David Blumberg, founder and managing partner of Blumberg Capital, doesn’t underestimate the value of investing in the fintech industry.
About 29% of the early-stage venture capital firm’s portfolio is comprised of fintech companies, Blumberg told FinLedger in an interview. Blumberg Capital has over $650 million in assets under management.
The firm has invested in startups like employee engagement company WorkJam and insurtech Joshu, which raised a $3.7 million seed round led by Blumberg Capital. Other notable fintech companies the VC firm has invested in include Lendio and Fundbox.
Blumberg spoke with FinLedger about the firm’s fintech investment strategy and the opportunities he sees ahead.
Editor’s note: Interview has been edited for brevity and clarity.
FL: Why does your firm invest so heavily in the fintech space?
Blumberg: We’re investing in the trend of the virtualization of the economy and the ability to do more with less.

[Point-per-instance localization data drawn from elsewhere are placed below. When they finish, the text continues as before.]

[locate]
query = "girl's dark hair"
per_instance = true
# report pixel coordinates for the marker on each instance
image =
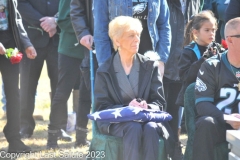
(196, 23)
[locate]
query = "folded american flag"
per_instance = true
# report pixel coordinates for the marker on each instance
(130, 113)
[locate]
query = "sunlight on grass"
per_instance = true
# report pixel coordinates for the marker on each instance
(38, 140)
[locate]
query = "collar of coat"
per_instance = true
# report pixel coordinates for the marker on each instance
(145, 63)
(146, 70)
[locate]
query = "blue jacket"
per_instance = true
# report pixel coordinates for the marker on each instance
(158, 25)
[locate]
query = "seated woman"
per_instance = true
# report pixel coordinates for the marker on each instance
(122, 79)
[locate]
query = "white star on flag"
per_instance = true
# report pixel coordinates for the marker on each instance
(151, 115)
(136, 110)
(117, 113)
(96, 115)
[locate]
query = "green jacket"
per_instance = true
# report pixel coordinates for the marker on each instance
(68, 40)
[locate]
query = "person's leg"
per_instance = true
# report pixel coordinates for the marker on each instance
(52, 66)
(67, 77)
(171, 90)
(208, 133)
(131, 132)
(10, 75)
(83, 110)
(180, 115)
(3, 100)
(151, 135)
(30, 72)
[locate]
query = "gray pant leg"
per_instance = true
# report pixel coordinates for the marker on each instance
(209, 132)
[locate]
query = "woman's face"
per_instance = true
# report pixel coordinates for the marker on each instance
(129, 42)
(206, 34)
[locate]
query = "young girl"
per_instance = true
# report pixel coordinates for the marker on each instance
(199, 34)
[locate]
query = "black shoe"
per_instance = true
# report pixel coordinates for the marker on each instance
(81, 135)
(17, 146)
(83, 143)
(64, 136)
(178, 155)
(53, 138)
(25, 133)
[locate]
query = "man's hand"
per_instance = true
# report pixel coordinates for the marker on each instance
(135, 103)
(31, 52)
(2, 49)
(87, 41)
(161, 68)
(52, 32)
(48, 24)
(234, 124)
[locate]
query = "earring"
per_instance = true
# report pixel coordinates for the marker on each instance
(119, 49)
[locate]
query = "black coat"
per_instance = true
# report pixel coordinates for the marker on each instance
(32, 11)
(107, 91)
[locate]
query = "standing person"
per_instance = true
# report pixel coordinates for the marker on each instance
(39, 22)
(171, 79)
(200, 33)
(12, 34)
(69, 60)
(233, 10)
(153, 14)
(217, 81)
(82, 21)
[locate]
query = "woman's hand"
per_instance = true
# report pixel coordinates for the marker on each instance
(135, 103)
(2, 49)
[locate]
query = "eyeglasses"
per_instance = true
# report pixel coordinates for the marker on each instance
(237, 36)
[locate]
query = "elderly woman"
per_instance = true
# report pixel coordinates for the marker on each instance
(122, 79)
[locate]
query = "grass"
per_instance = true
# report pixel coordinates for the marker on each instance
(39, 139)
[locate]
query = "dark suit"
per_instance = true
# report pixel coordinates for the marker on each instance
(113, 89)
(32, 11)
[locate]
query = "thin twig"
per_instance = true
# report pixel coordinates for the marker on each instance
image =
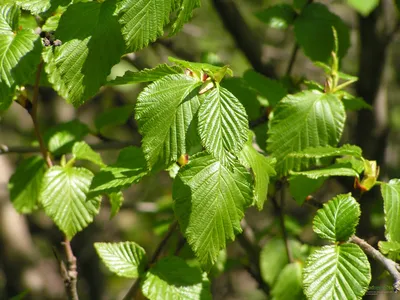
(391, 266)
(135, 287)
(71, 274)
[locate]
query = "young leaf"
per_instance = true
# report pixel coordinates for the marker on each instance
(313, 31)
(64, 198)
(337, 272)
(164, 111)
(24, 184)
(146, 75)
(143, 21)
(307, 119)
(91, 44)
(19, 53)
(81, 150)
(328, 151)
(131, 166)
(61, 138)
(172, 278)
(223, 125)
(338, 218)
(209, 203)
(364, 7)
(289, 284)
(126, 259)
(184, 14)
(391, 203)
(278, 16)
(262, 168)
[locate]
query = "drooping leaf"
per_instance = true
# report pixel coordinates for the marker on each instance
(338, 218)
(24, 184)
(337, 272)
(184, 14)
(164, 111)
(391, 204)
(64, 198)
(126, 259)
(146, 75)
(223, 125)
(61, 138)
(81, 150)
(172, 278)
(19, 53)
(307, 119)
(364, 7)
(289, 284)
(278, 16)
(262, 168)
(143, 21)
(314, 27)
(209, 202)
(332, 170)
(130, 167)
(301, 186)
(91, 44)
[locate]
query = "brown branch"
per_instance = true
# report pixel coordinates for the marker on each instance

Computers are better at counting numbers than humans are and machine learning algorithms are better at analyzing massive amounts of data… All that data was never able to be analyzed at scale. Now, using artificial intelligence, mining the big data we can create incredible insights and we transform raw information into knowledge and then into useful actions. That’s what’s happening. Blumberg Capital is investing essentially in the automation of the white collar economy across many different verticals. We started with fintech because fintech is traditionally a business that was always driven by software at high margins, [it’s] very competitive so they’re always looking for an edge, and we would help them find or retain that edge by improving their results. [Through] better pricing, better optimization, better analysis — all afforded by computerization and increasingly software and increasingly within software, artificial intelligence.
FL: DeFi seems to be the news buzzword lately. What are your thoughts on DeFi companies and investing in them?
Blumberg: We’re definitely keeping up with the trend and educating ourselves; it’s a new wild west area. There’s some extra risks. We’re looking for things like new security in the infrastructure that is needed. A new platform generally acquires a new kind of security, or new kinds of communications infrastructure that underlies it, and would help with applications that are enabled by blockchain. [We’re] looking more for those kinds of things. We haven’t made an investment yet, but we’re definitely interested.
FL: What areas within fintech are hot for investing right now?
Blumberg: We’ve always felt that the SMB area was underserved. The nice thing about technology is that it’s making available applications and benefits that were previously reserved for only governments, large corporations and wealthy family offices. But now, because the technology is getting more widespread, less expensive, etc. small businesses can afford to use those kinds of technologies. I can give you a number of examples, but that’s the basic theme — it’s democratizing the use of application. A lot of focus for our portfolio has been on SMB enablement.
FL: How do you think fintech will fare coming out of the pandemic?
Blumberg: The short answer is great. There are some warning clouds on the horizon that could affect it with all the fiscal stimulus, with all the easy money that’s being printed, there could be a bout of inflation, which is not wonderful for anybody except maybe banks. But we think that technology is coming to rescue us in many ways that things are getting easier to do, safer to do, cheaper to do for the average person [and] for the average small business.
What we’re seeing is that our companies came out of it stronger than perhaps we imagined. Some of them were able to make great acquisitions, on very good terms, because not everybody did so well. But we were able to be survivors in those cases, we were also able to see low default rates from our lending companies. This is not obvious. It’s a testament to the excellent results we’re getting from AI algorithms that are doing credit underwriting. Big, famous private equity firms turned down companies like Lendio, Fundbox and Katapult just before the crisis, because [they said] “Oh, well, times are good. If you’re lending to subprime or small business, you’re okay now. But when a crisis comes, you guys are going to get killed.”
In fact, the opposite happened. All those companies did really well, partly because we had really good automated AI-driven credit underwriting models, where we were able to quickly tighten up the credit box, so that we didn’t lend to just everybody, but only to those that were very good qualified scores. We had relatively low default rates. We had very few problems with collections. It’s just worked out amazingly well. We’ve had a lot of new customer acquisition in this time and so we have a much bigger base to now market to, going forward.